De verbinding met Christus verbreekt alle natuurlijke verbindingen die er waren en vormt heel nieuwe verbindingen (vgl. Gn 12:1; Mt 10:37; 12:48-50; 2Ko 5:17). Het “huis van uw vader” ziet op de sterke aardse band die in de familiebetrekkingen aanwezig is. Ook die moet worden prijsgegeven als het gaat om de verbinding met de Messias (vgl. Lk 9:59-60). Het verlangen van de Koning wordt bepaald door de gehechtheid aan Hem ten koste van elke natuurlijke verbinding.
Als Hij dat opmerkt, zal Hij naar haar schoonheid verlangen (vers 12).

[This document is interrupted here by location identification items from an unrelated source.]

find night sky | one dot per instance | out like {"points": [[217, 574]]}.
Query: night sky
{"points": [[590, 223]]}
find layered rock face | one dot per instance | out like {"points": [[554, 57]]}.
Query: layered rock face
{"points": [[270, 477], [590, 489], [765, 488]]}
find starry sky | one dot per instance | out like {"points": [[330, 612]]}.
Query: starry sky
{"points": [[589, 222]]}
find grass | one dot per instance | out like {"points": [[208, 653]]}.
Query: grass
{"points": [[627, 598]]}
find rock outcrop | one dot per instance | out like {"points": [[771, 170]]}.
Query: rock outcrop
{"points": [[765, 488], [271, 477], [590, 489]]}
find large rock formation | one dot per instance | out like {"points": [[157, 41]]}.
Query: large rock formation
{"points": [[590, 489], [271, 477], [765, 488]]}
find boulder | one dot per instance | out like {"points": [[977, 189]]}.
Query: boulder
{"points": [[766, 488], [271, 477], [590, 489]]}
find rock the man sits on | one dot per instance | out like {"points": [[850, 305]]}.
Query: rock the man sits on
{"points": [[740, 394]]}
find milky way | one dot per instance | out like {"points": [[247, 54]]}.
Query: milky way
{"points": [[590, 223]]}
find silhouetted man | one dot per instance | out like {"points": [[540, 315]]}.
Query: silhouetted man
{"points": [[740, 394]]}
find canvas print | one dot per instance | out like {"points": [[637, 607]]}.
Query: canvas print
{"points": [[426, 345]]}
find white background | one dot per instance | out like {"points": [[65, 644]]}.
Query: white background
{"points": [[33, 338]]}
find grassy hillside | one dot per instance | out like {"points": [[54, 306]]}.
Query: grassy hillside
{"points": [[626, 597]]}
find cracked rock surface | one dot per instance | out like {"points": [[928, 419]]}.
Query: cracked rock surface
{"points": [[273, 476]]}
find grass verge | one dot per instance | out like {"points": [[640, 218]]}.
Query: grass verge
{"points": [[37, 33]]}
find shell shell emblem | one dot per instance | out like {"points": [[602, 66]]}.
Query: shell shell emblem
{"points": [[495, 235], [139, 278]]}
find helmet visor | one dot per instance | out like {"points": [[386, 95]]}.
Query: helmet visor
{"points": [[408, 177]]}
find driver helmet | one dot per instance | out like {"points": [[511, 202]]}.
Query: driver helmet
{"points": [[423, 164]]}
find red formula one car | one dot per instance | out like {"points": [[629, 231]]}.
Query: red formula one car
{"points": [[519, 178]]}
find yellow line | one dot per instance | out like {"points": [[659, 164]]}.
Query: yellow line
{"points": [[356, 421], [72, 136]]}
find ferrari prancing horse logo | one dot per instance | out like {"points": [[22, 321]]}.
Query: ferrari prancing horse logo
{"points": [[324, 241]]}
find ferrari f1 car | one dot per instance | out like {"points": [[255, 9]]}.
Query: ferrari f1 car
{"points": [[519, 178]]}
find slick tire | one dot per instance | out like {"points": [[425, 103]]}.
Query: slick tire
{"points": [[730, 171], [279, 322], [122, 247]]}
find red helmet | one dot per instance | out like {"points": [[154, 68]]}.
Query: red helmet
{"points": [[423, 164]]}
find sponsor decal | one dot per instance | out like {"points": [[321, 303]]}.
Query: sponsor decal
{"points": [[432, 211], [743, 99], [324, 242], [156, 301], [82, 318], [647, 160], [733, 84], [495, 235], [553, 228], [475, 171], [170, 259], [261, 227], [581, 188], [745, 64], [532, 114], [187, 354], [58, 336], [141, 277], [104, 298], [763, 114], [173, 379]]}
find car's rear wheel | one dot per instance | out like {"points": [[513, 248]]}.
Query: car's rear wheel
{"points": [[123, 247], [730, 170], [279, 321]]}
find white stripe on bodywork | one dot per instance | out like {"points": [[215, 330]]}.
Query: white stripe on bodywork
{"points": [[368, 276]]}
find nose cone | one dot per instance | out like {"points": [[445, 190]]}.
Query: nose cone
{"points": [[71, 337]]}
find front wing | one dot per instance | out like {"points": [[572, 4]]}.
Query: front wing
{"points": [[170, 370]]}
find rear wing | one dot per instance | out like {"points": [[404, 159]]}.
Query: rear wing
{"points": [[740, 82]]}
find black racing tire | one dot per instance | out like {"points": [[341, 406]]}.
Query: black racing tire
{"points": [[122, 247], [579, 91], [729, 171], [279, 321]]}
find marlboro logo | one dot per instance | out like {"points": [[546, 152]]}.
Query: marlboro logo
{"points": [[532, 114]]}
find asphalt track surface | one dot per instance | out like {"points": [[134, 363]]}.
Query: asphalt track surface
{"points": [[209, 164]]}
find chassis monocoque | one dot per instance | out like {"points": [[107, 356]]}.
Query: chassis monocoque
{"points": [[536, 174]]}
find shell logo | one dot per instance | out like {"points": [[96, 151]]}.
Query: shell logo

De schoonheid van Jeruzalem kan gaan stralen, “wanneer de Heere de vuilheid van de dochters van Sion afgewassen zal hebben en de vele bloedschuld van Jeruzalem uit het midden ervan weggespoeld zal hebben door de Geest van oordeel en door de Geest van uitbranding” (Js 4:4). In plaats daarvan heeft de Bruidegom haar de versieringen van een bruid gegeven (Js 61:3; vgl. Gn 24:53a).
Voor ons wil het zeggen dat wij zo wandelen, dat de Heer daarin Zijn vreugde vindt. Dat doen we als we de verbinding met de natuurlijke relaties verbreken. Het is ook wat Christus heeft gedaan. De oude verbindingen zijn weggedaan door Zijn werk aan het kruis, waardoor Hij nieuwe heeft gevormd. Elk roemen in het vlees moet worden prijsgegeven. Paulus zegt: “Als wij al Christus naar [het] vlees hebben gekend, dan kennen wij [Hem] nu niet meer [zo]” (2Ko 5:16).
De erkenning daarvan zal worden gezien in de onderdanigheid aan Zijn gezag ofwel van Zijn Heer zijn. Het ontzag van de bruid voor haar Bruidegom blijkt uit haar buigen voor Hem, dat is Hem het verschuldigde respect geven. Deze houding van ontzag behoort in onze tijd ook de vrouw ten opzichte van haar man te kenmerken (Ef 5:33b; 1Pt 3:6).
De bruid zal van “de dochter van Tyrus”, dat zijn de inwoners van Tyrus, “een geschenk” krijgen (vers 13). Tyrus was de rijkste stad van het nabije Oosten in die tijd. Deze stad, en ook andere rijke naties, zullen hun bijdragen naar Jeruzalem brengen (vgl. Js 60:5-7; Op 21:24,26). Dat zullen ze doen om daarmee te trachten het “aangezicht” van de bruid “gunstig te stemmen”. Israël of Jeruzalem wordt dan niet meer veracht en vertrapt, maar zal worden erkend als de stad waarvan ze afhankelijk zijn voor elke zegen.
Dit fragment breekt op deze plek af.